Ecumenical first – Anglicans join Catholic bishops in ad limina visit to Rome

4 October 2018 • Persistent link:

Two Church of England bishops accompanied the Catholic bishops of England and Wales to Rome for their ad limina visit with the Pope

Pope Francis‘ top-down change of the Roman Catholic Church took on an ecumenical dimension last week as two Church of England bishops were officially included in the Catholic Bishops’ Conference of England and Wales visit ad limina to Rome.

In their 1 Oct 2018 communique the bishops’ conference reported among the “firsts” of their 24-29 Sept 2018 meeting with Francis was the presence of two Anglican bishops and a representative from the Conference of Religious in England and Wales.

“In a number of our visits we have been accompanied by two bishops of the Church of England, Bishop Martin Warner and Bishop Christopher Foster.

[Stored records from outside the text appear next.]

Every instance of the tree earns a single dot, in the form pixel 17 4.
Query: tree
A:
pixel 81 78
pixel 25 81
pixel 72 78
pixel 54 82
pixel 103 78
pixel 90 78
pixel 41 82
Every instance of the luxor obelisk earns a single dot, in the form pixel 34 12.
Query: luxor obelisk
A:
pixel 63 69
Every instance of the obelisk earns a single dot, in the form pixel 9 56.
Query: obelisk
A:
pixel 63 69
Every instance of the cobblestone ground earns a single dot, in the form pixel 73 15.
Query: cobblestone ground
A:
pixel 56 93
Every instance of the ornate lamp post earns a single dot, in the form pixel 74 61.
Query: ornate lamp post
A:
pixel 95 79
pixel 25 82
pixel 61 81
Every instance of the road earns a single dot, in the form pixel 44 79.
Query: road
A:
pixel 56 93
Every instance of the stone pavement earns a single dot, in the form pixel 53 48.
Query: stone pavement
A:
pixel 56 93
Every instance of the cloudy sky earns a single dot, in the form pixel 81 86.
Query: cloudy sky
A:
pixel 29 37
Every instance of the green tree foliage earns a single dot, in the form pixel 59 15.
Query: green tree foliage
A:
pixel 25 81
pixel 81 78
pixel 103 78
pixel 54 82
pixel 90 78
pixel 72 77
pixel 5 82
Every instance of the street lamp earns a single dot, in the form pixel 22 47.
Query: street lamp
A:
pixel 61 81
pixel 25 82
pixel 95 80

On one occasion we were joined by Sister Frances Orchard CJ of the Conference of Religious in England and Wales. We also visited the Pontifical Commission for Communication, whose Prefect, Dr Paolo Ruffini, is a layman. These are all ‘firsts’ – examples of openness and change” they said.

According to Catholic canon law, diocesan bishops and prelates with territorial jurisdiction are obliged to meet with the pope every five years to report on the state of their dioceses and prelatures. Last week’s visit included the 22 diocesan bishops of England and Wales, the Ordinary of the Personal Ordinariate of Our Lady of Walsingham, the Ordinary of the Military Ordinariate, the Apostolic Eparchs of the Ukrainian and Syro-Malabar Churches in Britain, and the Apostolic Prefect of the Falkland Islands.

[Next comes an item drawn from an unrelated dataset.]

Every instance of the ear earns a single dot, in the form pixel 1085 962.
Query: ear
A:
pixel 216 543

The Bishop at Lambeth, the Rt. Rev. Tim Thornton told Anglican Ink that “earlier this summer” the Archbishop of Canterbury, the Most Rev. Justin Welby received an “an official request on behalf of the Roman Catholic Bishops Conference of England and Wales for a Church of England bishop to join them for parts of their Ad Limina visit to Rome.”

Bishop Thornton reported Archbishop Welby was “delighted to have this request and it is very much in line with the thinking of IARCCUM (International Anglican Roman Catholic Commission on Unity and Mission) which seeks to enable bishops from both churches to work more closely together.”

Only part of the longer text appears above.